Civilian Conservation Corps Revival Proposed, but for the Future of Youth, or for Make-Work?
June 28, 2020 (EIRNS)—Democrats have “CCC” (Civilian Conservation Corps, created by President Franklin Roosevelt) legislation in the House and Senate, both by expanding the Americorps and by creating a new CCC. What are the purposes? As given in a Politico article June 25, Sen. Ron Wyden (OR) thinks a CCC should focus on forestry practices to prevent wildfires. Sen. Cory Booker (NJ) has a proposal focused on “farm conservation practices and wetlands restoration,” which could pit the CCC youth against ranchers and farmers. Another bill, the Great American Outdoors Act, gives $900 million annual appropriations to the Land and Water Conservation Fund for “the maintenance backlog on the nation’s public lands.” This sounds like picking up trash. Others named as supporting the general idea are Sens. Lisa Murkowski and Joe Manchin.
Or, a “CCC” could look to the real future scientific and/or productive activity of the young people involved. The LaRouche Political Action Committee, in its proposal “Reopen the U.S. Economy: The World Needs 1.5 Billion New, Productive Jobs,” called for a “Space CCC” in which NASA centers, space companies and high-technology machine-tool firms, perhaps working with union apprentice programs, can train youth for space exploration and science careers.
The former Surgeon General of the United States (1993-94) Dr. Joycelyn Elders, speaking at the Schiller Institute’s international conference “Will Humanity Prosper, or Perish?” June 27, proposed a kind of medical youth corps to enlist young Americans in tackling the raging COVID-19 pandemic and the lack of public health infrastructure in the developing sector and some “advanced” nations as well. This would involve training in medical care and public health principles and practices, and could really target the need for extensive new public health infrastructure and staffing in Africa, for example. Perhaps a “medical Peace Corps” would apply, since the young people would definitely be training to go to work internationally.

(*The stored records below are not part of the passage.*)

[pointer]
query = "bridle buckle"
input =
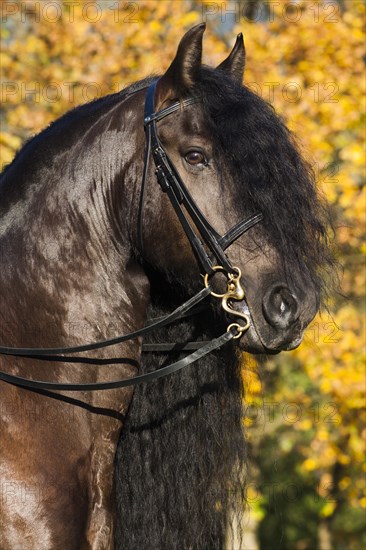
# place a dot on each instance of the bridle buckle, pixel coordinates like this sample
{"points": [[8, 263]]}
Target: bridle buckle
{"points": [[234, 291]]}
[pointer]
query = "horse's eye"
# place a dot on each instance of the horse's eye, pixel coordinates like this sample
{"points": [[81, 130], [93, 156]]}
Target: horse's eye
{"points": [[195, 157]]}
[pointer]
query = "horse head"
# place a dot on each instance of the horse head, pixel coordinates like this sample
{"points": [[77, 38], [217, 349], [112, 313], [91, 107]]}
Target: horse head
{"points": [[235, 158]]}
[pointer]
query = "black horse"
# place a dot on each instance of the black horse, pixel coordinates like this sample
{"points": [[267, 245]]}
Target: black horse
{"points": [[90, 252]]}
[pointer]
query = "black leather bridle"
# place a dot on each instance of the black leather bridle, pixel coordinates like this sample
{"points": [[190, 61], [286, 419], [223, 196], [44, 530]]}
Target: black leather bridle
{"points": [[209, 250]]}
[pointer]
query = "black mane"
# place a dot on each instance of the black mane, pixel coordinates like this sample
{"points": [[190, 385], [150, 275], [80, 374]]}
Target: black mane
{"points": [[269, 173]]}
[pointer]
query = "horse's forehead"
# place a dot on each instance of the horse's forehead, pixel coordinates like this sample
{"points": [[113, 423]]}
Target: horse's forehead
{"points": [[190, 121]]}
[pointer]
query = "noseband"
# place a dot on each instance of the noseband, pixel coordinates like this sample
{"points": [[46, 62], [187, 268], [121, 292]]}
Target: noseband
{"points": [[209, 250]]}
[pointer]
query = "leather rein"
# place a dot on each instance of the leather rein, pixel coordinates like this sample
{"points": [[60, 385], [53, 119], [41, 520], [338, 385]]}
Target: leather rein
{"points": [[209, 262]]}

Dr. Elders quoted at length from a memo on this prospect by Schiller Institute President Helga Zepp-LaRouche, and added ideas from her own extensive experience in public health. She pointed out that “the Historically Black Colleges and Universities could be used as points of coordination” for this training, as could churches and other religious institutions. She also referenced the Sanitary Commissions created by young nurses and the Union government during the Civil War as an example, emphasizing, “We are in a condition similar to that of a world war. This is a time for creative non-violent action.”
“Give young people a chance to save the lives of their peers in African and other nations,” she exhorted.